Coding custom distribution functions in Stan

The probabilistic programming language called Stan is a powerful tools for modeling. It includes numerous distribution functions we can use to model. While it cannot include every conceivable distribution in its available functions, it does enable the next best thing: we can code our own!

The Stan library does not, for example, currently include the three-parameter Weibull distribution. In this tutorial, I’ll code its PDF and CDF to demonstrate coding custom distributions in Stan.

The probability density function of the three-parameter Weibull includes a shape parameter \(\eta\) > 0, a scale parameter \(\lambda\) > 0, and a location parameter \(\theta\) in the following form:

\[ f(x; \eta, \lambda, \theta) = \eta \lambda (x - \theta) ^{\lambda - 1} \cdot \exp(-\eta(x - \theta) ^ \lambda) \]

And the cumulative distribution function fits the following form:

\[ F(x; \eta, \lambda, \theta) = 1 - \exp(-\eta(x - \theta)^\lambda) \]

We can code these in Stan directly, but our most common use-case will be to use the log PDF or log CDF. The log of the above PDF is,

\[ f_{\log}(x; \eta, \lambda, \theta) = \log(\eta) + \log(\lambda) + (\lambda - 1) \log(x - \theta) - \eta (x - \theta) ^ \lambda \]

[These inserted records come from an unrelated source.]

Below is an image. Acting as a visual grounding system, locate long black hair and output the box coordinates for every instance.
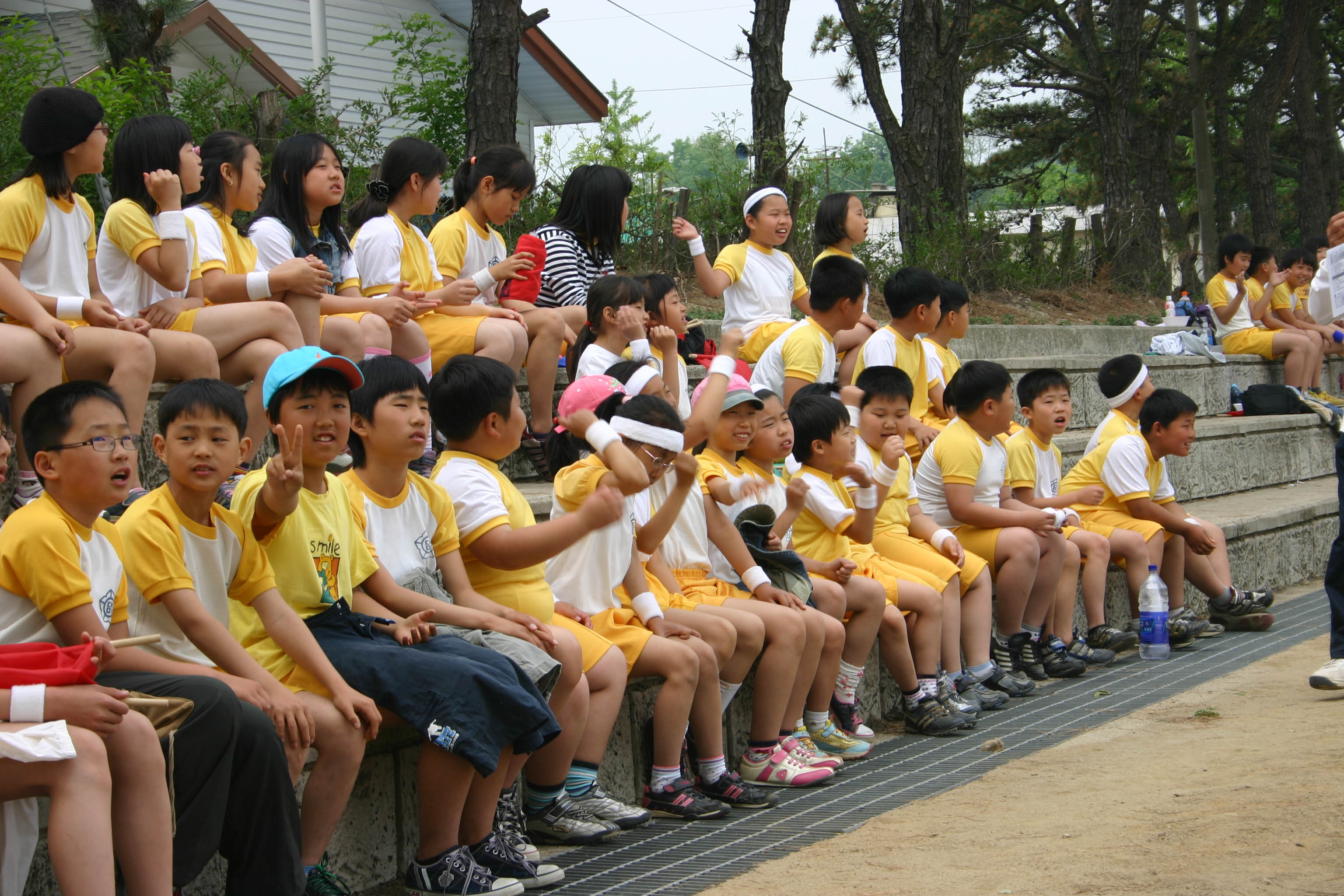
[350,137,448,231]
[453,144,536,208]
[112,116,191,215]
[551,165,634,258]
[179,130,257,236]
[254,133,351,255]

And the log of the above CDF is,

\[ F_{\log}(x; \eta, \lambda, \theta) = \eta (x - \theta) ^ \lambda \]

The Stan code will read very similarly to the math. We place this code into the beginning of a Stan program in a “block” called functions {}, shown below with the regular and log form of the PDF and CDF:

functions {

  real weibull_pdf(data real x, real eta, real lambda, real theta) {
    return eta * lambda * (x - theta) ^ (lambda - 1) * exp(-eta * (x - theta) ^ lambda);
  }
  
  real weibull_cdf(data real x, real eta, real lambda, real theta) {
    return 1 - exp(-eta * (x - theta) ^ lambda);
  }
  
  real weibull_lpdf(data real x, real eta, real lambda, real theta) {
    return log(eta) + log(lambda) - eta * (x - theta) ^ lambda + (lambda - 1) * log(x - theta);
  } 

  real weibull_lcdf(data real x, real eta, real lambda, real theta) {
    return 1 - exp(-eta * (x - theta) ^ lambda);
  }
  
}

That’s the bare minimum to get these working, though I also recommend adding code within the functions to test that x > \(\theta\), \(\eta\) > 0, and \(\lambda\) > 0. We can accomplish that by include an if statement where, if true, we stop the sampling with a reject function.

We may, of course, also vectorize these statements for convenience and efficiency¹. Once we have them coded, we can use them just like any other distribution statement in Stan. Happy coding.

Stay curious!

If coding them this way, be sure to sum the vector before returning for use when adding it to the log likelihood.↩︎